VLMs aren’t just about better vision—they’re a step toward more natural, interactive, and general-purpose robotics. They can also handle vision-and-language tasks, such as captioning, visual question answering (VQA), and reasoning. In line with explainable AI (XAI) principles, VLMs are ideal for both perception and communication.

The team used VLMs to create robotic agents with three key benefits:

Greater adaptability to new scenarios and dynamic environments
Reduced dependency on extensive labeled datasets or handcrafted rules
Improved communication through natural language

The team applied these principles to enhance the user experience in human-robot interactions. In such situations, having a robot clarify its planning and actions in human language helps foster trust and improve usability. Operators can give flexible commands and receive the robot’s feedback in natural language. Operators can then adapt the robot’s plan to their directions before it acts.

Looking Ahead

The team’s work represents a meaningful step toward scalable, data-efficient robotic policies.

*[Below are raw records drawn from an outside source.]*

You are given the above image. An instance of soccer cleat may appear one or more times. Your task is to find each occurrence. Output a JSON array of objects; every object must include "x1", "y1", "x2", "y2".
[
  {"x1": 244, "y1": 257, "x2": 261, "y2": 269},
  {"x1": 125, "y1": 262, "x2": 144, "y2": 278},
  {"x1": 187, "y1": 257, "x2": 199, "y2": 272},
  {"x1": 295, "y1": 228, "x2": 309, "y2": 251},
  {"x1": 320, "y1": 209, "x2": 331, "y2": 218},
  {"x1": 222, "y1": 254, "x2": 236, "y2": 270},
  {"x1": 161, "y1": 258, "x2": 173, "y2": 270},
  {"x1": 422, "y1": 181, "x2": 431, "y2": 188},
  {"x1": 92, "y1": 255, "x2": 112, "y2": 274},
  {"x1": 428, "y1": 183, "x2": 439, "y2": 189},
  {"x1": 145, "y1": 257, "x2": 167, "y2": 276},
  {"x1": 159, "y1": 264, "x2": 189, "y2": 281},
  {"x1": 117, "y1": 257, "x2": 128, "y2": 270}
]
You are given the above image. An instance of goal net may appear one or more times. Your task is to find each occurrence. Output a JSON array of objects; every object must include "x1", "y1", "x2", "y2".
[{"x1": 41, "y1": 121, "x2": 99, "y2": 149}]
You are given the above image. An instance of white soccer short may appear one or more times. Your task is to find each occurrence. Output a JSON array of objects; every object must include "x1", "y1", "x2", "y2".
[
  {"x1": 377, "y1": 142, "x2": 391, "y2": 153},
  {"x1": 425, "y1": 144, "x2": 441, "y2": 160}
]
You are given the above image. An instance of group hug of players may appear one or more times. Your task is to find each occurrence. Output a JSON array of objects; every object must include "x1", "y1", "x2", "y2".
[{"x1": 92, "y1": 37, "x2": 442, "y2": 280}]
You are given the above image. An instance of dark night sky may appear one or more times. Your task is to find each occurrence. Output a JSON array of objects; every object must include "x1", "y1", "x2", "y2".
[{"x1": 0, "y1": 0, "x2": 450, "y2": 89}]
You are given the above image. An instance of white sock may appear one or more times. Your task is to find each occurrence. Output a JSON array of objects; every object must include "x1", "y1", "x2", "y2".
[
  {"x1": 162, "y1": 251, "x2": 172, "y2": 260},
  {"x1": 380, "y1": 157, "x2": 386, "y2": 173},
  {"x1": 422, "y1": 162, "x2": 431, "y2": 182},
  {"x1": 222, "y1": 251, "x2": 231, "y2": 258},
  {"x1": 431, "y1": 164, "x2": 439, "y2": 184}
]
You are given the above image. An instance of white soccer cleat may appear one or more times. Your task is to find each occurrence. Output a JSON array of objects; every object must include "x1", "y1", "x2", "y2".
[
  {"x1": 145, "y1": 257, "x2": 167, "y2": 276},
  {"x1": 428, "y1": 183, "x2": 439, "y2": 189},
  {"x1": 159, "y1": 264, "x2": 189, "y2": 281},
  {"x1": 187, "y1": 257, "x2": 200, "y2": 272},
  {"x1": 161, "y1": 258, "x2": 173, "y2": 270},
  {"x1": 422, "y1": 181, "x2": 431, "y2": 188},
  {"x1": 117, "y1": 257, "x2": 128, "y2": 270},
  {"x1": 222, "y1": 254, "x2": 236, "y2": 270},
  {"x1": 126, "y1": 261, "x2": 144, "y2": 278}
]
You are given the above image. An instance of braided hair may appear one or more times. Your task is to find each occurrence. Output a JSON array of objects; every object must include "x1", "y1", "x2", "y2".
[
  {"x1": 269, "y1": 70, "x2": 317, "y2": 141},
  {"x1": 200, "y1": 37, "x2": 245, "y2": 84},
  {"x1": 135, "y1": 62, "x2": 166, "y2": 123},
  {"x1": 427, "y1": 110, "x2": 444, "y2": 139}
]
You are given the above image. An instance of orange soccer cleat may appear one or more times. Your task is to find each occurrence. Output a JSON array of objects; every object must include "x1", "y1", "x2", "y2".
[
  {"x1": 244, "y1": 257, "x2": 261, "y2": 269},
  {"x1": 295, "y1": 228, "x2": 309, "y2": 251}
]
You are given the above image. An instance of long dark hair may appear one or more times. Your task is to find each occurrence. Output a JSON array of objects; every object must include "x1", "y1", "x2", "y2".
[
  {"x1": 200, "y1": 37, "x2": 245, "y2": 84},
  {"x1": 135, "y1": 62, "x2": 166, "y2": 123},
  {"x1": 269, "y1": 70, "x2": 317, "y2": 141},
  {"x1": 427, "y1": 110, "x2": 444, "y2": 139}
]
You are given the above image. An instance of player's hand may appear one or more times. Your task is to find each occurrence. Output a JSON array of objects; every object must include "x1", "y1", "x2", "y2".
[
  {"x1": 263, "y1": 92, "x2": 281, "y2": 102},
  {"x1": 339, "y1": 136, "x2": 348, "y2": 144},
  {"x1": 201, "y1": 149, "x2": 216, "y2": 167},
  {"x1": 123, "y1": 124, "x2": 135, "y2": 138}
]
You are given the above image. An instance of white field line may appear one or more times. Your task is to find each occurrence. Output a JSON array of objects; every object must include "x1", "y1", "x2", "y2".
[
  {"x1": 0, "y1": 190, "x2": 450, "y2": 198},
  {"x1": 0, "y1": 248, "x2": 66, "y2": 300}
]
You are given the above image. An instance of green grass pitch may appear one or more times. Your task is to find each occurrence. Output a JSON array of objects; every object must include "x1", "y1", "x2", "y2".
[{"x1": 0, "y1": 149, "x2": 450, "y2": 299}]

As VLMs continue to evolve, the team sees growing potential in:

Deployment to edge devices using compressed, optimized models
Clearer safety assessments using benchmark-driven evaluations
Combining VLMs with reinforcement learning and sensor fusion for richer contextual understanding

Another potential future direction is the exploration of vision language action (VLA) models, which integrate action, planning, and execution, enabling robots to decide and execute physical actions based on visual perception and natural language understanding. VLAs directly close the “see-understand-act” loop in a single system, extending the generalization capability of LLMs/VLMs for acting in the real world.

ADI has already explored some of these models and had the first attempt to try them on a real robot at ADI’s Catalyst™ hub in Limerick.

Conclusion

VLMs will play a foundational role in the next generation of robotics, where systems learn from fewer examples, interact more intuitively, and generalize across tasks with human-like fluency. You may even have a chance to tell them how to do things your way.

Sources:

¹ “How much do robots cost? 2025 price breakdown.” Standard Bots, August 2025.